La Commission scolaire de Montréal (CSDM) a choisi de démolir et reconstruire l'école. Québec a donné son aval au projet en promettant 10 millions.

Mais l'école Saint-Gérard est un édifice à caractère patrimonial. Au début du mois, le Conseil du patrimoine de Montréal et le Comité Jacques-Viger ont rendu un avis concluant que la décision de démolir l'école est prématurée.

Les comités craignent visiblement un précédent. Le parc immobilier de la CSDM est effectivement vétuste et d'autres écoles sont aux prises avec des problèmes de moisissures.

Deux seules écoles sont toutefois irrécupérables: Saint-Gérard et Baril, dont les histoires sont similaires.

Dans leur avis, les instances consultatives font valoir que les problèmes de moisissures constituent une science encore inexacte et en évolution. Elles suggèrent que l'école Saint-Gérard serve de bassin expérimental pour tenter d'autres méthodes de décontamination avant de recourir à la solution ultime.

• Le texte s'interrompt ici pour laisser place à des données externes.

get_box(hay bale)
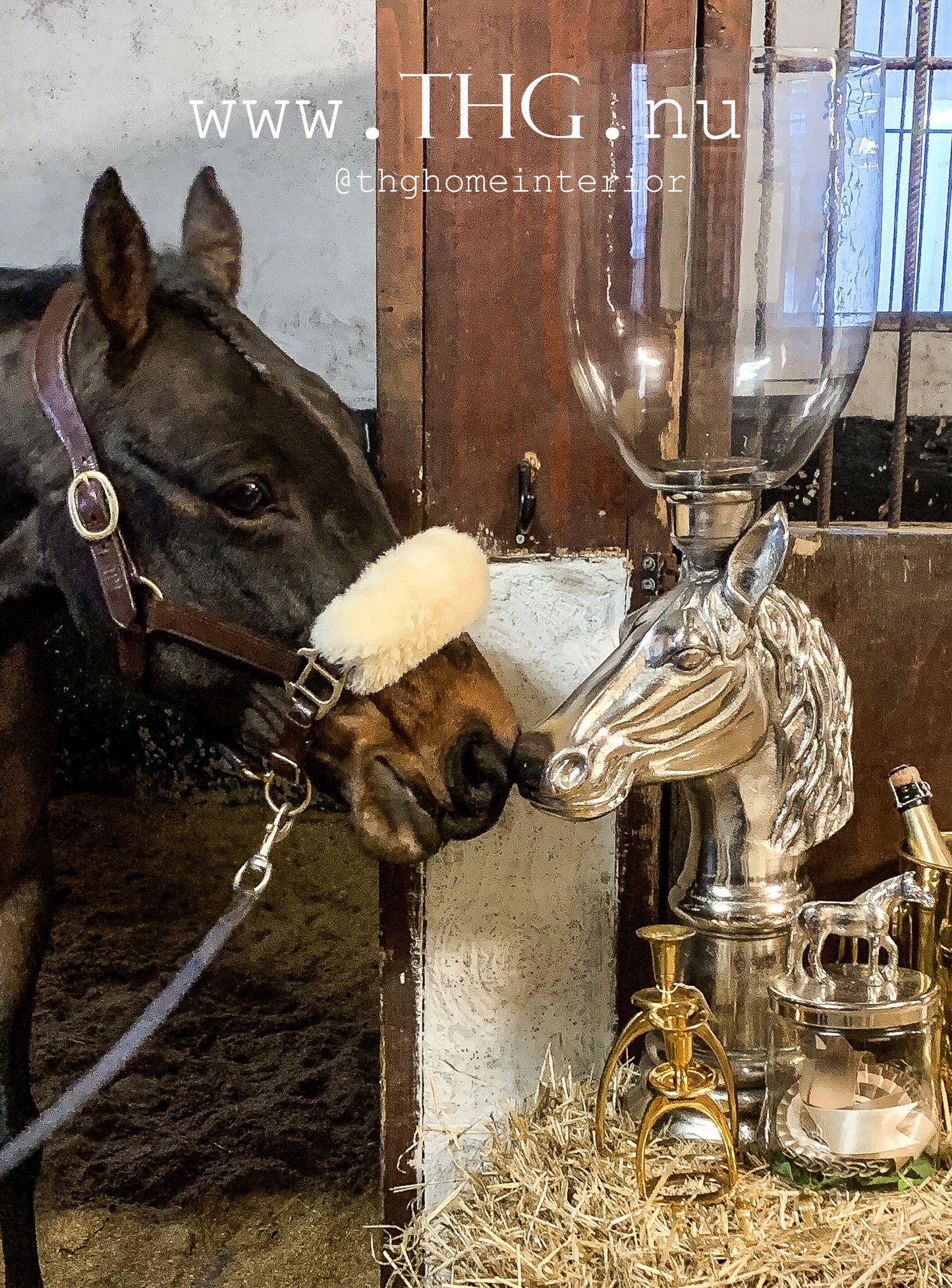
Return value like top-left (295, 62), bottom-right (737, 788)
top-left (381, 1076), bottom-right (952, 1288)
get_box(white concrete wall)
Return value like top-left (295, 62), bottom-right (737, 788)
top-left (0, 0), bottom-right (376, 407)
top-left (422, 558), bottom-right (627, 1199)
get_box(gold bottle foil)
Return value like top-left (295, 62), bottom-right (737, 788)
top-left (895, 832), bottom-right (952, 1098)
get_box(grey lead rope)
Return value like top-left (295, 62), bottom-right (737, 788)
top-left (0, 774), bottom-right (312, 1179)
top-left (0, 891), bottom-right (258, 1177)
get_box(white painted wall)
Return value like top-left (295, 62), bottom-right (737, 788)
top-left (0, 0), bottom-right (376, 407)
top-left (422, 556), bottom-right (627, 1199)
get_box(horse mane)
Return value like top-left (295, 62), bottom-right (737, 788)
top-left (754, 586), bottom-right (853, 853)
top-left (0, 258), bottom-right (363, 452)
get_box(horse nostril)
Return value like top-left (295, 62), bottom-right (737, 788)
top-left (512, 729), bottom-right (555, 796)
top-left (549, 747), bottom-right (589, 792)
top-left (443, 725), bottom-right (509, 836)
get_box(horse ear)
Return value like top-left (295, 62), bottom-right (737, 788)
top-left (721, 504), bottom-right (790, 622)
top-left (82, 169), bottom-right (154, 349)
top-left (181, 165), bottom-right (242, 300)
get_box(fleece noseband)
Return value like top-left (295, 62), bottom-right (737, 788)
top-left (31, 282), bottom-right (489, 782)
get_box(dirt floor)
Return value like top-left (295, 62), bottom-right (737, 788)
top-left (23, 796), bottom-right (379, 1288)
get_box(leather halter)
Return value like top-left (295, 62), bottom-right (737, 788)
top-left (30, 282), bottom-right (345, 782)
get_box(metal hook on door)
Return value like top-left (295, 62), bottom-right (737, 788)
top-left (516, 452), bottom-right (539, 546)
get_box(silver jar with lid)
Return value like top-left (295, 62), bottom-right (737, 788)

Combien d'années faudra-t-il encore attendre? Une école n'est pas un laboratoire.

S'il n'existe pas ici de directive gouvernementale concernant les moisissures, des documents produits par des organismes comme l'American Conference of Governmental Industrial Hygienists, l'American Industrial Hygiene Association et l'Institute of Inspection, Cleaning and Restoration Certification servent de guides.

C'est d'ailleurs en se basant sur la littérature scientifique que la Direction de santé publique de Montréal a conclu que le seul moyen efficace et durable pour limiter la contamination fongique dans les écoles Saint-Gérard et Baril est d'enlever toute la maçonnerie et les matériaux contaminés.

Il aurait été souhaitable de préserver un édifice à caractère patrimonial, mais la santé et le bien-être des élèves et du personnel des écoles doivent primer.

Voilà déjà 29 mois que les enfants sont déracinés de leur quartier, transportés matin et soir en autobus vers une école secondaire. Cette situation a des conséquences sur leur vie quotidienne.

Il faut aussi penser à l'avenir. Personne ne veut revivre ce pénible épisode parce qu'on a voulu préserver le patrimoine au risque de voir réapparaître les moisissures.

Le maire Coderre a donné son appui politique au projet. Les arrondissements et le conseil municipal doivent maintenant emboîter le pas rapidement pour donner les autorisations nécessaires aux projets des écoles Saint-Gérard et Baril, malgré l'avis contraire des instances consultatives.

Le temps presse pour que les nouvelles écoles ouvrent comme prévu à la rentrée scolaire 2016.